It’s July and it’s getting hot out there! Here’s a look at new releases and other news to keep you cool:
• Already out: Diana López, author of Choke, has a new book for young readers, Ask My Mood Ring How I Feel, about a young girl coping with her mother’s cancer.
• In Blood Tango by Annamaria Alfieri, the Argentine police is looking for a killer who may have wanted to murder Eva Peron.
• A Spanish family faces a curse in which the women suffer doomed loved affairs in Cristina Lopez Barrio’s The House of Impossible Loves.
• Marta Acosta, author of the Casa Dracula books, has written the novel The She-Hulk Diaries, about the female Incredible Hulk.
• Rubén Martínez’s Crossing Over: A Mexican Family on the Migrant Trail, which follows a family that immigrates from Mexico to America, has been reissued with a new afterword. His book Desert America: A Journey Through Our Most Divided Landscape, which explores the changes in the American West, is now out in paperback.
• July 9: In Lotería: A Novel, Mario Alberto Zambrano uses a piece of Mexican culture to convey the story of one family’s tragedy.
• July 16: Reporter Nola Céspedes, who first appeared in Joy Castro’s Hell or High Water, is back in Nearer Home, investigating the murder of her former journalism professor.
• The 2013 International Latino Book Award winners include Carmen Tafolla’s Rebozos, Leila Cobo’s The Second Time We Met, Pat Mora’s The Beautiful Lady: Our Lady of Guadalupe, Malin Alegria’s Border Town #1: Crossing the Line, Joy Castro’s Island of Bones, the Las Comadres Para Las Americas anthology Count on Me: Tales of Sisterhood and Fierce Friendships and Reyna Grande’s The Distance Between Us.
• Winners of the 25th annual Lambda Literary Awards, according to The Wall Street Journal, include Cherrie Moraga, who received the Pioneer Award, and Benjamin Alire Saenz, who won awards for his books, Everything Begins and Ends at the Kentucky Club and Aristotle and Dante Discover the Secrets of the Universe.
• Puerto Rican Eduardo Lalo won the 2013 International Rómulo Gallegos Prize for Fiction, one of Latin America’s most prestigious literary awards.
• The Comadres and Compadres Writers Conference will take place Oct. 5 at Medgar Evers College in Brooklyn, N.Y. The event will include panelists and one-on-one sessions with agents and editors.

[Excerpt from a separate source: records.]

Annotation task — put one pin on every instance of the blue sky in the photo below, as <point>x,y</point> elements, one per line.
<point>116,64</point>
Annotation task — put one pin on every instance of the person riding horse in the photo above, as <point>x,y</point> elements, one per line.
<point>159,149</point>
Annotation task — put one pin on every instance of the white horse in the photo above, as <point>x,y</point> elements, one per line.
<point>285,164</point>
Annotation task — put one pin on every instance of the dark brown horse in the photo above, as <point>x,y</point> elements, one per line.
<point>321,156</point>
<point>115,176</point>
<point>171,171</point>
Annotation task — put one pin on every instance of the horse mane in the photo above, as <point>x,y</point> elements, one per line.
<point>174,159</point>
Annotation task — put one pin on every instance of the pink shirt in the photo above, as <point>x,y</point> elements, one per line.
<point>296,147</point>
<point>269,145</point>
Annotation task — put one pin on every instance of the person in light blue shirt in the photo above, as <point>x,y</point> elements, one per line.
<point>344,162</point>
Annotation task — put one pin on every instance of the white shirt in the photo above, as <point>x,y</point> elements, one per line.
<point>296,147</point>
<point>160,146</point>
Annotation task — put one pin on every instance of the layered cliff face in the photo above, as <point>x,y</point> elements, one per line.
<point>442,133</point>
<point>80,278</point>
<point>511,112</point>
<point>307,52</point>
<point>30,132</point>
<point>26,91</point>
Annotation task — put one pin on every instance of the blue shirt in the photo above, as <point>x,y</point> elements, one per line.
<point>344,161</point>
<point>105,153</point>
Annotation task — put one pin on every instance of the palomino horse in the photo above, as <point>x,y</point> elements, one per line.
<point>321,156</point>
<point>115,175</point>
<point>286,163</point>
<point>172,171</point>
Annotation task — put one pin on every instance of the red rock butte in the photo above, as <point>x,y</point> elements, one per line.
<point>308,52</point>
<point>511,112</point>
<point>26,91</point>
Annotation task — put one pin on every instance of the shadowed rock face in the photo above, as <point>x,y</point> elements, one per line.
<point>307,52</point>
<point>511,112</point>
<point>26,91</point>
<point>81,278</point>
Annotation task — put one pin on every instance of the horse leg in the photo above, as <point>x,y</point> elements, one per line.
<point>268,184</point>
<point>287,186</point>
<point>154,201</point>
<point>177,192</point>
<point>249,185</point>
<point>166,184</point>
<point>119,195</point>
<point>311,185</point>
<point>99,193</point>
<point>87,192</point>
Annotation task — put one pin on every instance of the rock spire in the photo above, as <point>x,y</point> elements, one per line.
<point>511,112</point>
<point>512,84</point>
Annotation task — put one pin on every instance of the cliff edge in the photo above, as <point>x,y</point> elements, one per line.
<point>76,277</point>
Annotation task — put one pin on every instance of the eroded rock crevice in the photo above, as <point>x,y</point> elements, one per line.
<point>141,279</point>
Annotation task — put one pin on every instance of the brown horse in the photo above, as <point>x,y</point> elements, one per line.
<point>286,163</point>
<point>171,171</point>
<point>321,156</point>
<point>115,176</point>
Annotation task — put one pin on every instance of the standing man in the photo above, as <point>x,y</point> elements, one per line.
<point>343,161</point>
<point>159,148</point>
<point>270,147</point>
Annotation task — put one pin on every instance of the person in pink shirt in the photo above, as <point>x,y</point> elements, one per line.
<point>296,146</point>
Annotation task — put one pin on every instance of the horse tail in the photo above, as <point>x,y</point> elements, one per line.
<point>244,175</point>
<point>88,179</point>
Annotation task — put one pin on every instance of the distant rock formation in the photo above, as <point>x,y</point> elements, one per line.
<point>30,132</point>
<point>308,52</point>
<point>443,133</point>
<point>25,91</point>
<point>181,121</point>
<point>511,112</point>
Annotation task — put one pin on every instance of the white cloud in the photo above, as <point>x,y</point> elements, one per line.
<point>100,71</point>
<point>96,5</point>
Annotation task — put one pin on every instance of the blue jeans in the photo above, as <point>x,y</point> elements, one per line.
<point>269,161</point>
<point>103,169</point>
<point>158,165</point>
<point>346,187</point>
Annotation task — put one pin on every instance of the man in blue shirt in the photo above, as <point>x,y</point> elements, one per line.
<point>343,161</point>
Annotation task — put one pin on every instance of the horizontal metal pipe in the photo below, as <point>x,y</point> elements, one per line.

• Lee & Low Books has opened submissions for its New Voices Award, given to an unpublished children’s book written by a writer of color. Deadline is Sept. 1.
• The new website Latinas for Latino Literature have created a summer reading program for children. NPR focused on the issue of diversity in children’s literature, and Publishers Weekly noted the First Book organization is trying to expand the market with The Stories for All Project.

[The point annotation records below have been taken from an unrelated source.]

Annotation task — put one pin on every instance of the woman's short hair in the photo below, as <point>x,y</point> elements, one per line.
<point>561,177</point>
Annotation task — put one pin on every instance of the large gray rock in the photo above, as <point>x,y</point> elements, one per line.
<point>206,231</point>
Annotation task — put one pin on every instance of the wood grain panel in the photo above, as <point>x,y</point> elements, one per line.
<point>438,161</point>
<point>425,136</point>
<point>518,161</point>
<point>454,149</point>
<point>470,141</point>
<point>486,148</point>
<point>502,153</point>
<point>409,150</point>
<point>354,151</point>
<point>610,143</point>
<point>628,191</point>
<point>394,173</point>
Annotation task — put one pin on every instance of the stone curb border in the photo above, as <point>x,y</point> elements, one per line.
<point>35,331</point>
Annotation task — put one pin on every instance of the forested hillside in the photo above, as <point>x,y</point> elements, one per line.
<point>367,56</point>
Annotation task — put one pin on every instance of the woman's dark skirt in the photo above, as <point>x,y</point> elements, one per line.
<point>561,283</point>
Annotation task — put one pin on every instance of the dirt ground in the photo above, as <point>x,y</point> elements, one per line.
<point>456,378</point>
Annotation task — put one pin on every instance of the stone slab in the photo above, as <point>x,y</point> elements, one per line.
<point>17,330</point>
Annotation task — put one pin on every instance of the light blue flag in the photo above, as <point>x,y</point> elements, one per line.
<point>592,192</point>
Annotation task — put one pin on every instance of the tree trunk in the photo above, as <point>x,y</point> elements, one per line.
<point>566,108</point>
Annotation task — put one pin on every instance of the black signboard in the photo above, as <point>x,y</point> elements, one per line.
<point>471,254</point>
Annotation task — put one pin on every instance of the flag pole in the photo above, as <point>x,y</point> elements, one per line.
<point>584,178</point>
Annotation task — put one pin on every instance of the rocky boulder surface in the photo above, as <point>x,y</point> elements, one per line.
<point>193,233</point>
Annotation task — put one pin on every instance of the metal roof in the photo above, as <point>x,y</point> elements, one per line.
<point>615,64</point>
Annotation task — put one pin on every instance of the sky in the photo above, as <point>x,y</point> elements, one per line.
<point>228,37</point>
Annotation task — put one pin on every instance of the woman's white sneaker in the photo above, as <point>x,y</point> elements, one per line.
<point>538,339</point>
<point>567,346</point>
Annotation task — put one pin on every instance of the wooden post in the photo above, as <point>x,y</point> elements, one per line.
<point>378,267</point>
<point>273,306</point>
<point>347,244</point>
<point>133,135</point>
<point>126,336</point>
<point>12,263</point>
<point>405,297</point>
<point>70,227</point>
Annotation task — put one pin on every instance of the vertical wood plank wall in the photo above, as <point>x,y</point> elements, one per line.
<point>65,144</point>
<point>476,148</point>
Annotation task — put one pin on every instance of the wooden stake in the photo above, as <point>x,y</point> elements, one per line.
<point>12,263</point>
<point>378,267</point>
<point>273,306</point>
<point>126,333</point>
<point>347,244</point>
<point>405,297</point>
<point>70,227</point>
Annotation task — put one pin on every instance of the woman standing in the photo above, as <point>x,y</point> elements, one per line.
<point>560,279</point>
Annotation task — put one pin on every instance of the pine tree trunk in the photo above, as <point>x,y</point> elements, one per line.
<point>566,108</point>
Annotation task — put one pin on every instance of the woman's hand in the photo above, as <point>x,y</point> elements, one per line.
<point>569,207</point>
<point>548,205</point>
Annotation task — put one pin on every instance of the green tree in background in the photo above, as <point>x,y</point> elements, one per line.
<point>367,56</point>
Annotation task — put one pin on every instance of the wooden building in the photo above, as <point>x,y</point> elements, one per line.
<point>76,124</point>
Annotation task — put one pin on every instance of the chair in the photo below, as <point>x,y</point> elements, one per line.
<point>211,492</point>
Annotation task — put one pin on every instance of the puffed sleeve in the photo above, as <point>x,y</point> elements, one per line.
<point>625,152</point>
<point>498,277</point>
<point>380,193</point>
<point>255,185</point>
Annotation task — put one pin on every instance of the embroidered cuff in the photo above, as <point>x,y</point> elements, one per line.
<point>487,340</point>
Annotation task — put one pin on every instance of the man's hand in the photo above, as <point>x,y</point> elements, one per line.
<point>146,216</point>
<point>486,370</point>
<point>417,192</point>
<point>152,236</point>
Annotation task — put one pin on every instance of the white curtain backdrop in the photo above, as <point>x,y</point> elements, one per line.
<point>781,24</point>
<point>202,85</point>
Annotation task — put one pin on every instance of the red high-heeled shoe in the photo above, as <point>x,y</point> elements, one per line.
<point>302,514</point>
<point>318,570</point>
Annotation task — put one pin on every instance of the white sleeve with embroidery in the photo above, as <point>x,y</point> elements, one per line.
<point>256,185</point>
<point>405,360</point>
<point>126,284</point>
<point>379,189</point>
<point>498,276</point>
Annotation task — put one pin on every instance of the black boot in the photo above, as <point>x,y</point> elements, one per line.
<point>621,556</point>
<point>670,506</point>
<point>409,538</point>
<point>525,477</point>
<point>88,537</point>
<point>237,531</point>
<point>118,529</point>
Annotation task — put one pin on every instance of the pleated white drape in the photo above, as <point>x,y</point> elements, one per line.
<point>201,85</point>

• La Casa Azul Bookstore, the East Harlem, N.Y., bookstore run by Aurora Anaya Cerda that specializes in Latino literature, has had a busy summer. It celebrated its first anniversary in June, was honored by The White House for its crowdfunding efforts and was featured in Fox News Latino.
• The latest investigation into the death of Chilean poet Pablo Neruda may have found a potential killer, says ABC News.

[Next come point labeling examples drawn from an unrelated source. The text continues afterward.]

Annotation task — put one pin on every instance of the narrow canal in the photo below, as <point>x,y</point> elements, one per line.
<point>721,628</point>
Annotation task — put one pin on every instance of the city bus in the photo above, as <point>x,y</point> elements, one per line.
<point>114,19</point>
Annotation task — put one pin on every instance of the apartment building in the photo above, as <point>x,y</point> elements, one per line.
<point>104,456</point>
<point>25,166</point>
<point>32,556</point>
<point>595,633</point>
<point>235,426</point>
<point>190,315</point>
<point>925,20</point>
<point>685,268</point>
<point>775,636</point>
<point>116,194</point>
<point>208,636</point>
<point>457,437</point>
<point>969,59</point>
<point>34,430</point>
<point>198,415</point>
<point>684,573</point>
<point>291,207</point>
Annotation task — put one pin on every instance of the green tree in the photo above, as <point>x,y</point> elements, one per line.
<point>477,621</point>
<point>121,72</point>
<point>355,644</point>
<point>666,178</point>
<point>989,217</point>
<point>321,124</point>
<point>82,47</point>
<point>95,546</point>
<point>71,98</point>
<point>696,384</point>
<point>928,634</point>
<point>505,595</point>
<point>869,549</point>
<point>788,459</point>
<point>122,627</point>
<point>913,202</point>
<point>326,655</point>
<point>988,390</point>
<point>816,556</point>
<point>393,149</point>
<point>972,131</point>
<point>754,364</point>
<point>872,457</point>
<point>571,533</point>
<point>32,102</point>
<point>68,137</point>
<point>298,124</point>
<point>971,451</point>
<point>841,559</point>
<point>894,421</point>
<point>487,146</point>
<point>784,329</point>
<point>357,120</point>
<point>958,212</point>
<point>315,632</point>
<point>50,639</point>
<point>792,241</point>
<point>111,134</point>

• Alisa Valdes has started a Kickstarter campaign to raise money for the movie version of her novel The Dirty Girls Social Club.
• Publishing Perspectives profiled El Paso-based Cinco Puntos Press, which publishes books by Benjamin Alire Saenz and Joe Hayes.
• The San Antonio Express-News covered a celebration by Tony Diaz’s Librotraficantes that stopped an anti-ethnic studies bill in the Texas Legislature this spring.
• Some news about Carlos Fuentes: The FBI had a dossier on the Mexican novelist, reports the Los Angeles Times, and his books are now available on e-readers, according to Publishers Weekly.
• Sandra Cisneros discussed Latinos in entertainment and other topics on NBC Latino’s Cafecito.
• Alex Espinoza, author of The Five Acts of Diego Leon, talked to the LA Review of Books.
• NPR profiled children’s singer and author Jose Luis Orozco.